# STUCK PELLET



## bmxfire37 (Apr 26, 2007)

i have 3 pellets stuck in a .177 cal pellet gun,how can i get them out??? ive tried ram rods
ive tried heat, ive even put bb's in and pounded them down to move it back up the barrell, witch worked for about 3 inches! help!


----------



## SoMNhunter (Jun 23, 2008)

use a straightened clothes hanger and force them out and try using WD-40 to help them slip out.


----------



## bmxfire37 (Apr 26, 2007)

$h!t that wont work either
i tried that
i tried a steel rod
i tried wd
i tried everything. its wedged like a mo fo..about 1 cm in from the breech of the gun, close breech not break barrel...hard to get to


----------



## whitehorse (Jan 28, 2008)

melt it outta there

actually I am not sure if that would work or not, it' won't shoot out at all? never had this happend before


----------



## bmxfire37 (Apr 26, 2007)

i would if there wasent a gasket there... its stuckkkkkk

i need to take it apart, get the brrel off and jsut use a tiny drill bit... but first i gotta get the barrel off...and im not sure if it comes off.

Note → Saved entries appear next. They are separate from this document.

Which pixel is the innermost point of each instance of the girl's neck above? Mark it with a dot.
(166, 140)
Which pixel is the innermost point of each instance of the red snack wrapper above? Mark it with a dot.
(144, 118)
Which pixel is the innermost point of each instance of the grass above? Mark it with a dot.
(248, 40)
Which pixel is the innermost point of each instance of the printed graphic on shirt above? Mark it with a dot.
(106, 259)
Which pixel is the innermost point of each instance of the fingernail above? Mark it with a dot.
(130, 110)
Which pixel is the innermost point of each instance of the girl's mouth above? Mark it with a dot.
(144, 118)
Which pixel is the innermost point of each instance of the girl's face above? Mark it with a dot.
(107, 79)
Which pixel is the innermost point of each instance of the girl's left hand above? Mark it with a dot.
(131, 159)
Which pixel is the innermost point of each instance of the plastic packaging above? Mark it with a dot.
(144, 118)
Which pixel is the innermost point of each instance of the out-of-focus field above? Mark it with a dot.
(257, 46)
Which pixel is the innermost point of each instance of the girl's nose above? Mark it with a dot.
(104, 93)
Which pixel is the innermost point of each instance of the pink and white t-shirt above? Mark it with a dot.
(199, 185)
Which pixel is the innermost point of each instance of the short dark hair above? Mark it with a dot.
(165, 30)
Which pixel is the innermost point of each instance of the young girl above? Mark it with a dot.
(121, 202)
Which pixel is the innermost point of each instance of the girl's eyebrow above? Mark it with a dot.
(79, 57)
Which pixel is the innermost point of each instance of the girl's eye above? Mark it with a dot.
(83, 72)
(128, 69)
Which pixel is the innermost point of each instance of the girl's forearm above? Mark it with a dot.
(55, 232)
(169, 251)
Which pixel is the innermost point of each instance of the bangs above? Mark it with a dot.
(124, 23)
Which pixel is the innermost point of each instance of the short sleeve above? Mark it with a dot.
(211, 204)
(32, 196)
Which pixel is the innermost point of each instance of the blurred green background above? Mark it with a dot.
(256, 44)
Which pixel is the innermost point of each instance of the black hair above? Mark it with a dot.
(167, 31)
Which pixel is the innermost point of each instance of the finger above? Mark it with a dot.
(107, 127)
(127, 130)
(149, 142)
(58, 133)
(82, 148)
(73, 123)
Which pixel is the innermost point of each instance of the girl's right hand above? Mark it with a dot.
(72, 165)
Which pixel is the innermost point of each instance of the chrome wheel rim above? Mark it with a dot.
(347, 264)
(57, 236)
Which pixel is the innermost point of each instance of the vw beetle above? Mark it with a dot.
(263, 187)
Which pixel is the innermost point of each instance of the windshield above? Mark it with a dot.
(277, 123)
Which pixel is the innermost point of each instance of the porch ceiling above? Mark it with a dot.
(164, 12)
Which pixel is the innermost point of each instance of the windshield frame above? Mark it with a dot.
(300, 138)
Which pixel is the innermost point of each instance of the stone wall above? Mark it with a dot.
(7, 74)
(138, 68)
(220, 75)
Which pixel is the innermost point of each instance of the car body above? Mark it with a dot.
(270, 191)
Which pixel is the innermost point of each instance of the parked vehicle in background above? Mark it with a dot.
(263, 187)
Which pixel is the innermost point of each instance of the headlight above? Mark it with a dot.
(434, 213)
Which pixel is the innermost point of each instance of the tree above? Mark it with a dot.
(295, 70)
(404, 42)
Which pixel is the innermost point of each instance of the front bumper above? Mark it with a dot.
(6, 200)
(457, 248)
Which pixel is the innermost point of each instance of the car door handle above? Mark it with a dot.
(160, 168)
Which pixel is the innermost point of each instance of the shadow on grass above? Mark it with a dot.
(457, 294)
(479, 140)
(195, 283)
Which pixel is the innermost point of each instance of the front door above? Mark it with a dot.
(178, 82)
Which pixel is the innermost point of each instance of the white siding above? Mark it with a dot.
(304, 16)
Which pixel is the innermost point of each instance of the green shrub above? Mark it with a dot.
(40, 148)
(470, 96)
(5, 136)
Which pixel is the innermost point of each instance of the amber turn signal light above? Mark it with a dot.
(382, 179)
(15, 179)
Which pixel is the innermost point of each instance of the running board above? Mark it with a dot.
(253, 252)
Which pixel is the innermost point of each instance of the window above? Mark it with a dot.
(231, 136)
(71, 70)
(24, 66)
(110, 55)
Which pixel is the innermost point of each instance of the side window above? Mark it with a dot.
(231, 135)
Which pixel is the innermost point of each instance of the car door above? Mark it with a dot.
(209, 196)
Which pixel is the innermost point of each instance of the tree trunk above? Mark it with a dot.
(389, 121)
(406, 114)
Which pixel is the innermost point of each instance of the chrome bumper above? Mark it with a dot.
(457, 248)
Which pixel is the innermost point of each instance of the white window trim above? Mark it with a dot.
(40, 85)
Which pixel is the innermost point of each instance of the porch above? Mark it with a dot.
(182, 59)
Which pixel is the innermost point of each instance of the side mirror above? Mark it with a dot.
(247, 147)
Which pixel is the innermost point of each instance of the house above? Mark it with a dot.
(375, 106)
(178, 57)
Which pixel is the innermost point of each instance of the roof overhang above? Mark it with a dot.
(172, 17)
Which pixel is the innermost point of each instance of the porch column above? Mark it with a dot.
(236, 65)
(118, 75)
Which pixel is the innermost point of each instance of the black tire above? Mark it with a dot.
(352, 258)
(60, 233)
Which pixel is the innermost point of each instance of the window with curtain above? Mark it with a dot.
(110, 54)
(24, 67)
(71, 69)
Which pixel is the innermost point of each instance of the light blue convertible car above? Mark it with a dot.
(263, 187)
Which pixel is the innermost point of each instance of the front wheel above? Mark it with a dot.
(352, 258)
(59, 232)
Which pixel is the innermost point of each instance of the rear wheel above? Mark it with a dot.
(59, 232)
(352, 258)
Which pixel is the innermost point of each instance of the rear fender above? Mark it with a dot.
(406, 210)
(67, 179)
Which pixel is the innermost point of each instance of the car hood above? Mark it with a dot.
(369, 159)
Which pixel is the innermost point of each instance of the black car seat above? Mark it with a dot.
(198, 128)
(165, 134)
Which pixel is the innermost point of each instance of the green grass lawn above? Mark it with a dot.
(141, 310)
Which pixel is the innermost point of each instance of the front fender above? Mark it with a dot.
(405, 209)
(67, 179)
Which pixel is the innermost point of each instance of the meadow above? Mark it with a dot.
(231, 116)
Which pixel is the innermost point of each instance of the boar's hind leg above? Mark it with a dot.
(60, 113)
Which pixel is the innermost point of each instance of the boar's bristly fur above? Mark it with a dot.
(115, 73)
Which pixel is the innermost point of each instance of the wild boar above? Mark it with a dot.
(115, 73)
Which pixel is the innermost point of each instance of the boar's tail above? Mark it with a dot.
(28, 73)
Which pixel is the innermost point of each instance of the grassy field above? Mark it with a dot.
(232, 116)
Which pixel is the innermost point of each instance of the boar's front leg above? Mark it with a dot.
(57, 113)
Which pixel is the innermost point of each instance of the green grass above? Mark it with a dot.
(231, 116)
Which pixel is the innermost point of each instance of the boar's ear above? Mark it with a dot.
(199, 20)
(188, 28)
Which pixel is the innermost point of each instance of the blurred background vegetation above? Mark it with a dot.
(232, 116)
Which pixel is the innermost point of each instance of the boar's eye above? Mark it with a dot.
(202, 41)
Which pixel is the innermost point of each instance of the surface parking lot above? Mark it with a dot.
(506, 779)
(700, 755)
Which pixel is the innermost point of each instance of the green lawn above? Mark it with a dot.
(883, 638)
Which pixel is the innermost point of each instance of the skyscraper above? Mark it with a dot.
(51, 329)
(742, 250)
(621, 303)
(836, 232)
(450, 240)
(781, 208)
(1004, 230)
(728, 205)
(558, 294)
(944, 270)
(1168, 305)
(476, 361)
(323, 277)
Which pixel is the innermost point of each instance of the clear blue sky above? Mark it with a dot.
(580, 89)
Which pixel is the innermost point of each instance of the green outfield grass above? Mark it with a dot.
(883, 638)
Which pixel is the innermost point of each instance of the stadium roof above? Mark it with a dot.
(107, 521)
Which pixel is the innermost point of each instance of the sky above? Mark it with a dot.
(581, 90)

yea its only a 600FPS and the new versions of it are only like $100... this particular one shoots so fine


----------



## Plainsman (Jul 30, 2003)

Don't use anything steel, it will scratch your bore. I would guess wood is not strong enough. Go to a weld shop, or a hardware store and buy a 24 inch piece of brass rod. This should be strong enough to strike with a hammer and push out the obstruction. Keep the end contacting the obstructed pellet flat. A round or pointed end will simply serve to rivet the obstructed pellet even more into the bore.
Don't drill, don't use that coat hanger, don't use anything harder than your bore. Don't change the hardness of the bore by heating it. This could anneal the metal making it very soft.


----------



## bmxfire37 (Apr 26, 2007)

rod dont work  this beotch is stuck


----------



## powerline856 (Jul 14, 2008)

pellets deform when yoou shoot something
when i have a pellet jam i just stab it or poke it til it get smaller from deferoming
the it slides or shoots out

i say just keep poking it

how did u manage to put 3 in


----------